## Definition

Event and accumulation dates are density estimates of the occupation and duration of an archaeological site (L. Bellanger, Husi, and Tomassone 2006; L. Bellanger, Tomassone, and Husi 2008; Lise Bellanger and Husi 2012).

The event date is an estimation of the *terminus post-quem* of
an archaeological assemblage. The accumulation date represents the
“chronological profile” of the assemblage. According to Lise Bellanger and Husi (2012), accumulation
date can be interpreted “at best […] as a formation process reflecting
the duration or succession of events on the scale of archaeological
time, and at worst, as imprecise dating due to contamination of the
context by residual or intrusive material.” In other words, accumulation
dates estimate occurrence of archaeological events and rhythms of the
long term.

### Event Date

Event dates are estimated by fitting a Gaussian multiple linear regression model on the factors resulting from a correspondence analysis - somewhat similar to the idea introduced by Poblome and Groenen (2003). This model results from the known dates of a selection of reliable contexts and allows to predict the event dates of the remaining assemblages.

First, a correspondence analysis (CA) is carried out to summarize the information in the count matrix \(X\). The correspondence analysis of \(X\) provides the coordinates of the \(m\) rows along the \(q\) factorial components, denoted \(f_{ik} ~\forall i \in \left[ 1,m \right], k \in \left[ 1,q \right]\).

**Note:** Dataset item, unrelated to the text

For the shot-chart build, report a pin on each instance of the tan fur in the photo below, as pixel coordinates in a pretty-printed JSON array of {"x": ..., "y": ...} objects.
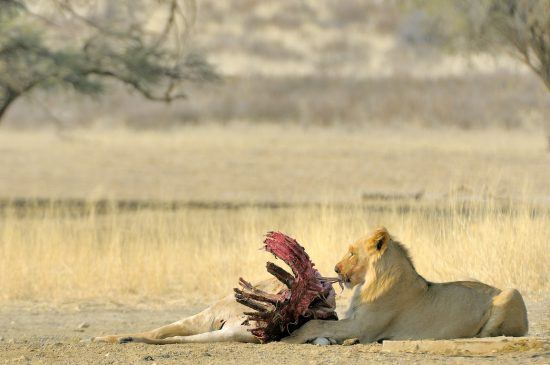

Then, assuming that \(n\) assemblages are reliably dated by another source, a Gaussian multiple linear regression model is fitted on the factorial components for the \(n\) dated assemblages:

\[ t^E_i = \beta_{0} + \sum_{k = 1}^{q} \beta_{k} f_{ik} + \epsilon_i ~\forall i \in [1,n] \] where \(t^E_i\) is the known date point estimate of the \(i\)th assemblage, \(\beta_k\) are the regression coefficients and \(\epsilon_i\) are normally, identically and independently distributed random variables, \(\epsilon_i \sim \mathcal{N}(0,\sigma^2)\).

These \(n\) equations are stacked together and written in matrix notation as

\[ t^E = F \beta + \epsilon \]

where \(\epsilon \sim \mathcal{N}_{n}(0,\sigma^2 I_{n})\), \(\beta = \left[ \beta_0 \cdots \beta_q \right]' \in \mathbb{R}^{q+1}\) and

\[ F = \begin{bmatrix} 1 & f_{11} & \cdots & f_{1q} \\ 1 & f_{21} & \cdots & f_{2q} \\ \vdots & \vdots & \ddots & \vdots \\ 1 & f_{n1} & \cdots & f_{nq} \end{bmatrix} \]

Assuming that \(F'F\) is nonsingular, the ordinary least squares estimator of the unknown parameter vector \(\beta\) is:

\[ \widehat{\beta} = \left( F'F \right)^{-1} F' t^E \]

Finally, for a given vector of CA coordinates \(f_i\), the predicted event date of an assemblage \(t^E_i\) is:

\[ \widehat{t^E_i} = f_i \hat{\beta} \]

The endpoints of the \(100(1 − \alpha)\)% associated prediction confidence interval are given as:

\[ \widehat{t^E_i} \pm t_{\alpha/2,n-q-1} \sqrt{\widehat{V}} \]

where \(\widehat{V_i}\) is an estimator of the variance of the prediction error: \[ \widehat{V_i} = \widehat{\sigma}^2 \left( f_i^T \left( F'F \right)^{-1} f_i + 1 \right) \]

were \(\widehat{\sigma} = \frac{\sum_{i=1}^{n} \left( t_i - \widehat{t^E_i} \right)^2}{n - q - 1}\).

The probability density of an event date \(t^E_i\) can be described as a normal distribution:

\[ t^E_i \sim \mathcal{N}(\widehat{t^E_i},\widehat{V_i}) \]

### Accumulation Date

As row (assemblages) and columns (types) CA coordinates are linked together through the so-called transition formulae, event dates for each type \(t^E_j\) can be predicted following the same procedure as above.

Then, the accumulation date \(t^A_i\) is defined as the weighted mean of the event date of the ceramic types found in a given assemblage. The weights are the conditional frequencies of the respective types in the assemblage (akin to the MCD).

The accumulation date is estimated as: \[ \widehat{t^A_i} = \sum_{j = 1}^{p} \widehat{t^E_j} \times \frac{x_{ij}}{x_{i \cdot}} \]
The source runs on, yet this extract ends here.